Presentation: 2018-19 Norman Breslow Endowed Lecture: Learning From the Transcriptome: Analysis of Single Cell and Bulk RNA Sequence Data
Speaker: Kathryn Roeder, Ph.D., UPMC Professor of Statistics and Life Sciences, and Vice Provost for Faculty, Carnegie Mellon University
Abstract: Quantification of gene expression can be a critical step towards characterizing the etiology of complex diseases. Growth typically involves differentiation from progenitor cells into more specialized descendants, often involving lineages of pure and transitional cells to achieve final form. Recent technology has enabled estimation of gene expression profiles of single cells and these profiles theoretically differentiate pure cell types. What is missing from the analytical toolbox is an efficient technique to classify pure and transitional cells from their profiles. Here I introduce SOUP, for Semi-sOft clUstering with Pure cells.
While there are many strengths to single cell expression, the data tend to be noisy. Hence we propose a method to glean more insight from bulk gene expression. Our objective is to borrow information across multiple measurements of the same tissue per individual, such as multiple regions of the brain, using an empirical Bayes approach to estimate individual- and cell-type-specific gene expression. To illustrate, we estimate gene co-expression networks in specific brain cell types, which are then interpreted in light of genetic findings in autism spectrum disorder (ASD).
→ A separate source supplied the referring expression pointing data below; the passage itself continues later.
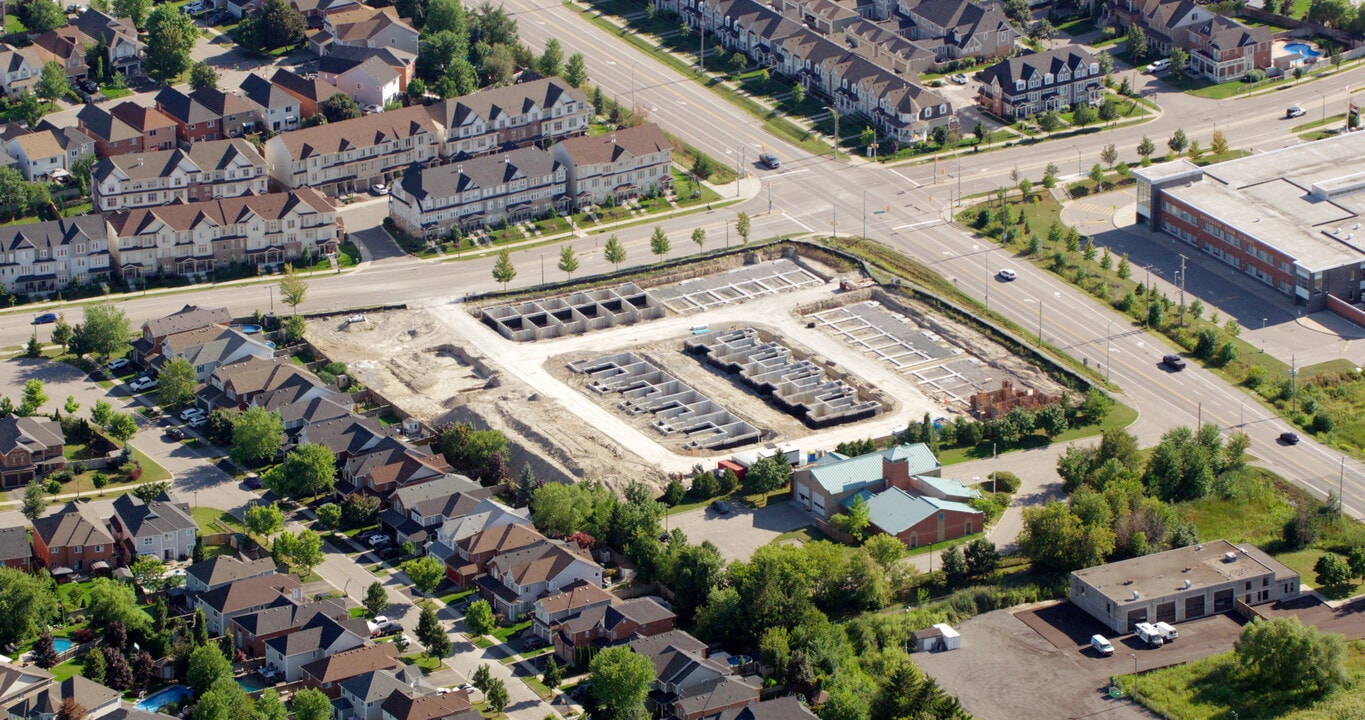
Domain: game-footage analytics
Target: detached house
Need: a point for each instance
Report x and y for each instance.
(321, 637)
(74, 540)
(154, 332)
(479, 191)
(623, 164)
(1043, 81)
(29, 448)
(161, 528)
(519, 578)
(53, 254)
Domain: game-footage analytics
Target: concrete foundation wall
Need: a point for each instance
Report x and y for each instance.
(796, 385)
(572, 314)
(676, 406)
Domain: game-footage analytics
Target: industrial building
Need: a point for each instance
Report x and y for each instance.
(1289, 217)
(1181, 584)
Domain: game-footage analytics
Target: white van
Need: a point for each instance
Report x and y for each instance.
(1150, 634)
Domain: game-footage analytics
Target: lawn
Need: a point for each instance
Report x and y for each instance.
(426, 664)
(1214, 689)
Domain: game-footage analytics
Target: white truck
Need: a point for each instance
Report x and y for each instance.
(1150, 634)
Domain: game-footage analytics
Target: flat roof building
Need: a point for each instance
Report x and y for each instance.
(1289, 217)
(1181, 584)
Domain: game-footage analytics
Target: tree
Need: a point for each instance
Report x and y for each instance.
(34, 502)
(206, 667)
(376, 600)
(550, 63)
(741, 226)
(568, 261)
(52, 82)
(310, 704)
(576, 71)
(426, 573)
(292, 287)
(280, 25)
(613, 252)
(620, 681)
(33, 398)
(148, 571)
(105, 329)
(1283, 653)
(1136, 43)
(202, 75)
(699, 237)
(340, 107)
(766, 476)
(1109, 155)
(171, 36)
(257, 436)
(1178, 141)
(1332, 569)
(1057, 541)
(659, 243)
(265, 519)
(479, 619)
(1218, 145)
(1147, 148)
(123, 426)
(176, 383)
(310, 467)
(503, 269)
(45, 15)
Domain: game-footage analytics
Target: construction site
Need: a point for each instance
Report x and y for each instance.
(635, 381)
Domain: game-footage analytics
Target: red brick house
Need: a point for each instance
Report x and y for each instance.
(14, 548)
(74, 540)
(29, 448)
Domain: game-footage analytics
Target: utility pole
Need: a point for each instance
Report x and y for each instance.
(1182, 288)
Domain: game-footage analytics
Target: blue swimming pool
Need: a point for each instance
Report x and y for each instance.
(153, 702)
(1302, 49)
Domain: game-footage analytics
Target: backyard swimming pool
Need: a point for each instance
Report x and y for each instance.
(153, 702)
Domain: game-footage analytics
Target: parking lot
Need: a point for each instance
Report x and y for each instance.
(741, 530)
(1040, 664)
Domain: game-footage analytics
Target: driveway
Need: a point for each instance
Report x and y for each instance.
(743, 530)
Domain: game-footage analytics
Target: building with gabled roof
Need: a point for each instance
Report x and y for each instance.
(71, 541)
(30, 447)
(479, 191)
(620, 164)
(199, 237)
About Dr. Roeder: Kathryn Roeder earned her Ph.D. in statistics at Pennsylvania State University, after which she worked at Yale University for the next six years before coming to Carnegie Mellon in 1994. In 1997, Dr. Roeder received the COPSS Presidents’ Award for the outstanding statistician under age 40, as well as the Snedecor Award for outstanding work in statistical applications. In 2013, she received the Janet L. Norwood Award for outstanding achievement by a woman in statistical sciences. Dr. Roeder joined the Departments of Statistics and Data Science & Computational Biology as a faculty member in 2004 to encourage a bridge between statistics, machine learning, genetics and genomics. Dr. Roeder is an elected fellow of the American Statistical Association and the Institute of Mathematical Statistics.
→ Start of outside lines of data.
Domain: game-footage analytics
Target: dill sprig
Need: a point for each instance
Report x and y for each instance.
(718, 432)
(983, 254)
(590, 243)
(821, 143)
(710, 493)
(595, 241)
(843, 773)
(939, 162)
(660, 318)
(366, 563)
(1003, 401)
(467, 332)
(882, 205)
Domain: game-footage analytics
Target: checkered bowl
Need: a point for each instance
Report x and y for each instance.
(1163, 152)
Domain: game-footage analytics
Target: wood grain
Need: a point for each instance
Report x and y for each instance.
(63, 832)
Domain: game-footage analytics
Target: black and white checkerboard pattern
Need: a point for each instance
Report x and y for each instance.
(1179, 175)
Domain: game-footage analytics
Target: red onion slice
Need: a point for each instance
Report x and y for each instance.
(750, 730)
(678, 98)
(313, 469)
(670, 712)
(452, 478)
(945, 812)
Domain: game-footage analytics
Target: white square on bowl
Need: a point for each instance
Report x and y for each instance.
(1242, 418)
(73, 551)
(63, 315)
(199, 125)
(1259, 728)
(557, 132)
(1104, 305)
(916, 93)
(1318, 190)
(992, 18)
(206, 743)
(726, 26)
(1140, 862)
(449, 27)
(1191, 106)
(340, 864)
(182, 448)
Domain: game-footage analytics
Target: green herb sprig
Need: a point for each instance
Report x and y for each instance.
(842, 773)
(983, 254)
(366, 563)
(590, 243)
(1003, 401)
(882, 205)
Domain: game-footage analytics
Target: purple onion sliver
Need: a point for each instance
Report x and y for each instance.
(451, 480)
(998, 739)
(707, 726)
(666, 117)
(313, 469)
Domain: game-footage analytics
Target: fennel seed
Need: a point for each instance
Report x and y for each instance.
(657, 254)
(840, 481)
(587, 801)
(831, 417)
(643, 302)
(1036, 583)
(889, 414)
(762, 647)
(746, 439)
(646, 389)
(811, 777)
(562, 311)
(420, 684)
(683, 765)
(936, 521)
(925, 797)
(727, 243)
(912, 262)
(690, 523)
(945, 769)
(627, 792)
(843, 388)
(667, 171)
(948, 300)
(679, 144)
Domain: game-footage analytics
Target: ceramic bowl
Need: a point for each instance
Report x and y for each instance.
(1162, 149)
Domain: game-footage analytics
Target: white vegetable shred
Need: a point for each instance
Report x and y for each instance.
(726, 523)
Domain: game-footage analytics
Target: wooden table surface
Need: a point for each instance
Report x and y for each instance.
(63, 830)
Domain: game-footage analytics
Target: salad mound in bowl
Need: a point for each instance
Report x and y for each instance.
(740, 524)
Dr. Roeder’s specific research interests include developing statistical tools for finding associations between patterns of genetic variation and complex disease. To solve biologically relevant problems, Dr. Rodeder’ research group use modern statistical methods such as high dimensional statistics, statistical machine learning, nonparametric methods and networks. Data arises primarily from Next Generation Sequencing and gene expression arrays. The group’s methodological work is motivated by studies of schizophrenia, autism and other genetic disorders.